Susan Sontag discussed Story of the Eye in her 1967 essay “The Pornographic Imagination”. She treated it as a test case for the proposition that pornography could become literature when it created an autonomous and formally coherent imaginative world rather than functioning solely as an aid to arousal. Sontag situated Bataille alongside writers such as the Marquis de Sade and Pauline Réage, while distinguishing literary pornography from psychological realism. Sontag's and Barthes's essays were later included with Neugroschel's translation in widely circulated English-language editions.

Feminist assessments have frequently questioned the novella's presentation of women, sexual coercion and the male gaze. Chris Vanderwees argues, however, that its destruction, displacement and feminization of the eye complicate an interpretation of the book as an uncomplicated reproduction of phallocentric fantasy. In his reading, the eye ceases to function as a stable position of masculine visual mastery and instead becomes vulnerable, detachable and interchangeable with other bodily objects.

Natalya Lusty classifies the novella as a Surrealist anti-Bildungsroman.

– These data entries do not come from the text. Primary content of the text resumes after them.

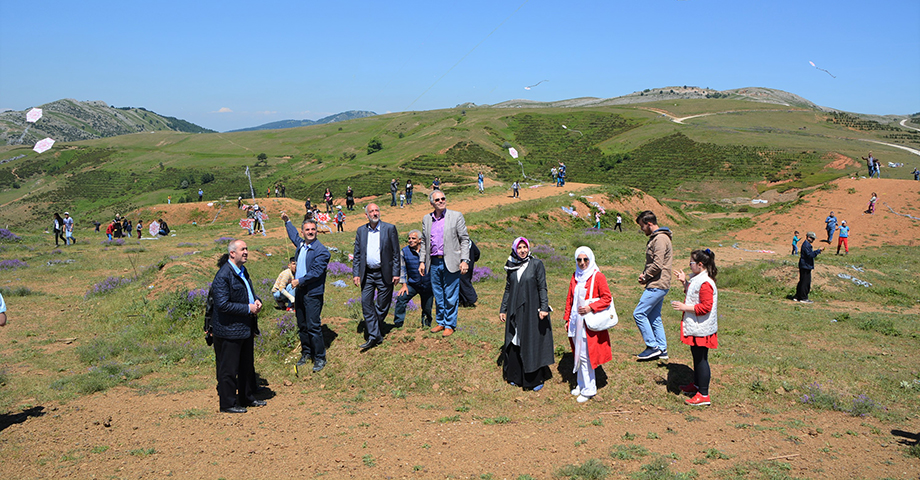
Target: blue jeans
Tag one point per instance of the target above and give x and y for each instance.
(310, 325)
(446, 288)
(426, 298)
(648, 318)
(281, 299)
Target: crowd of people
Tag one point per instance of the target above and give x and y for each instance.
(430, 266)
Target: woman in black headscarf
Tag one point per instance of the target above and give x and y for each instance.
(528, 349)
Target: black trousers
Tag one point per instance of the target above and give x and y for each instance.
(701, 371)
(513, 370)
(236, 372)
(804, 287)
(375, 312)
(309, 324)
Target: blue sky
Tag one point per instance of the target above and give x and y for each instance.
(231, 64)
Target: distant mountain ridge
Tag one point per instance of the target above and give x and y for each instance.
(69, 120)
(339, 117)
(755, 94)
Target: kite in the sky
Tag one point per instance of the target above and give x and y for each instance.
(823, 70)
(34, 115)
(534, 85)
(43, 145)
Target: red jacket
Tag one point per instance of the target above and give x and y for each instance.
(598, 342)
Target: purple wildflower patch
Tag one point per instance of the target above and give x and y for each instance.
(8, 236)
(107, 286)
(482, 273)
(12, 264)
(337, 269)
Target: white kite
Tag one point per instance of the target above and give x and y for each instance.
(43, 145)
(534, 85)
(34, 115)
(823, 70)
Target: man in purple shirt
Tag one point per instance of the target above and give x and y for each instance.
(444, 256)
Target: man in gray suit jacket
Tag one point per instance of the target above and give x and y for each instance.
(376, 269)
(446, 254)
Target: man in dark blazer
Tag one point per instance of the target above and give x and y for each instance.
(446, 255)
(235, 324)
(376, 269)
(309, 288)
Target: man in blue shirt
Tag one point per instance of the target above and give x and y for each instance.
(310, 286)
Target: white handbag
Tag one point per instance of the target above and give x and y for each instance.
(603, 320)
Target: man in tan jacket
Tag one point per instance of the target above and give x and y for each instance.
(657, 280)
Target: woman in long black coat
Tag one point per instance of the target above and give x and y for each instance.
(528, 349)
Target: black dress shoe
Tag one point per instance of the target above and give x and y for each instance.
(318, 364)
(303, 360)
(233, 409)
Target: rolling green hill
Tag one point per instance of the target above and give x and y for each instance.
(69, 120)
(730, 145)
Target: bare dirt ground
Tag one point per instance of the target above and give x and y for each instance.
(306, 431)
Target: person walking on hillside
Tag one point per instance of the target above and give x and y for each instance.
(699, 324)
(843, 238)
(831, 227)
(350, 199)
(870, 164)
(806, 265)
(59, 230)
(339, 219)
(376, 271)
(871, 208)
(412, 283)
(588, 293)
(528, 348)
(445, 256)
(657, 280)
(235, 325)
(327, 197)
(68, 230)
(310, 285)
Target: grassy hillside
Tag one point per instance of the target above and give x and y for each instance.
(731, 144)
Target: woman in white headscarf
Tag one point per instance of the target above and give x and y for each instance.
(588, 292)
(528, 349)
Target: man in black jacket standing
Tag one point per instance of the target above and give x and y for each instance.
(376, 271)
(235, 325)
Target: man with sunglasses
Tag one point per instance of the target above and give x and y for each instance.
(445, 256)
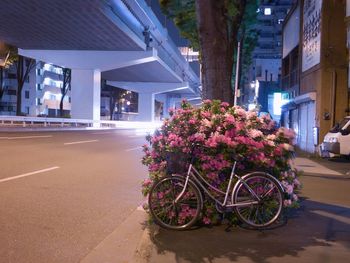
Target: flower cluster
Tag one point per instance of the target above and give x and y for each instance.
(227, 134)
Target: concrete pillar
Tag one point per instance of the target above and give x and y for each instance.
(86, 94)
(146, 107)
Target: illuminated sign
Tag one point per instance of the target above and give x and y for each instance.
(311, 34)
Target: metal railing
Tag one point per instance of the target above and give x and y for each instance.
(47, 122)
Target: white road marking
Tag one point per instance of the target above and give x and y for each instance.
(343, 219)
(133, 149)
(78, 142)
(140, 208)
(28, 174)
(26, 137)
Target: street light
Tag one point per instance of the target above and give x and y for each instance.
(255, 85)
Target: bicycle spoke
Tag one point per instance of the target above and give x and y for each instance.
(169, 214)
(270, 204)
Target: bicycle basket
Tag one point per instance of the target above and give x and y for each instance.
(177, 162)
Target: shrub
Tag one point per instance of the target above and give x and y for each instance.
(227, 134)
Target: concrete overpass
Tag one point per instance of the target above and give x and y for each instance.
(121, 41)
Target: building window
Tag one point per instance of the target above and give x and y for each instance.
(12, 92)
(267, 11)
(11, 76)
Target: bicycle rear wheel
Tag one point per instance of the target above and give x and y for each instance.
(269, 208)
(168, 214)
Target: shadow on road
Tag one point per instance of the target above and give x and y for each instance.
(313, 225)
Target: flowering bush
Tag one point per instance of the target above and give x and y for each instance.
(227, 134)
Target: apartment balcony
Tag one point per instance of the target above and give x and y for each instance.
(291, 80)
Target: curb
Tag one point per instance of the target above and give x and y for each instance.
(145, 247)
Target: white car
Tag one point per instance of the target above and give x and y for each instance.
(337, 140)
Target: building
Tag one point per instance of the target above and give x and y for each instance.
(120, 43)
(41, 94)
(315, 69)
(266, 63)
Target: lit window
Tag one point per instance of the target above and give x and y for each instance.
(267, 11)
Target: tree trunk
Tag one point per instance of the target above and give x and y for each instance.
(216, 50)
(20, 83)
(61, 107)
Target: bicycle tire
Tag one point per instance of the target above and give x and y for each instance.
(268, 210)
(165, 212)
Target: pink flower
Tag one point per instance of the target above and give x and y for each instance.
(206, 220)
(287, 202)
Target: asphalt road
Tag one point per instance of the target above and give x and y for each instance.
(62, 193)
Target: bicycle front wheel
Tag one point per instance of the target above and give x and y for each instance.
(268, 209)
(173, 215)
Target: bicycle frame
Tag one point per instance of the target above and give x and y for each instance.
(198, 178)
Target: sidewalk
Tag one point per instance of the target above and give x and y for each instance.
(302, 239)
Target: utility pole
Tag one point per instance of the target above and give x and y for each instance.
(237, 71)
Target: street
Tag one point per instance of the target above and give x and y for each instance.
(62, 193)
(319, 231)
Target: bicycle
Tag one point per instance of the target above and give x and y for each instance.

Rather than depicting adolescence as a process of accommodation to society and mature identity, it follows characters whose development intensifies their estrangement from social, moral and narrative order. Lusty also traces the form's later reworking in the fiction of Kathy Acker.

==Cultural references==

- In Jean-Luc Godard's film Weekend (1967), Corinne recounts an orgy in a long monologue. Many of its details derive from the first two chapters of Story of the Eye.

- In Richard Linklater's film Before Sunrise (1995), Céline, played by Julie Delpy, is reading Story of the Eye when Jesse, played by Ethan Hawke, first notices her on a train. The published screenplay likewise introduces Céline as reading Bataille's book. The appearance of the book has been interpreted as anticipating the film's interest in transgression, resistance and erotic discomfort.

- The American indie-pop band of Montreal explicitly mentions Bataille and Story of the Eye in “The Past Is a Grotesque Animal”, from the 2007 album Hissing Fauna, Are You the Destroyer?. The song's narrator recalls meeting a woman who appreciated Bataille and discussing the novella with her at a Swedish music festival.

- Elias Bender Rønnenfelt, vocalist of the Danish punk band Iceage, identified Story of the Eye as an influence on his writing for the band's 2013 album You're Nothing. He said that its combination of bizarre events with “beauty and ecstasy” had stimulated his interest in both reading and writing.

- Björk has repeatedly expressed admiration for Story of the Eye, which she first read at the age of seventeen. In a 1994 interview, she said that the book had helped convince her that she was “not insane” and praised the imaginative freedom of its treatment of fantasy and desire. Before the filming of the music video for her 1993 single “Venus as a Boy”, Björk gave director Sophie Muller a copy of the novella. The finished video shows Björk handling and cooking eggs in a kitchen, invoking one of the book's principal recurring objects. Björk later joked that frying the egg was inconsistent with the soft and liquid qualities emphasized in Bataille's narrative.

==Adaptations==

- Simona (1974), written and directed by Patrick Longchamps, is an Italian–Belgian film loosely based on the novella.
- George Bataille's Story of the Eye (2004), directed by Andrew Repasky McElhinney, is an 81-minute American experimental feature based on the book.
- In 2022, Brazilian director and performer Janaína Leite premiered História do Olho – Um Conto de Fadas Pornô-noir (History of the Eye – A Porn-noir Fairy Tale), a loose theatrical adaptation combining Bataille's fiction with testimony and material developed by its performers.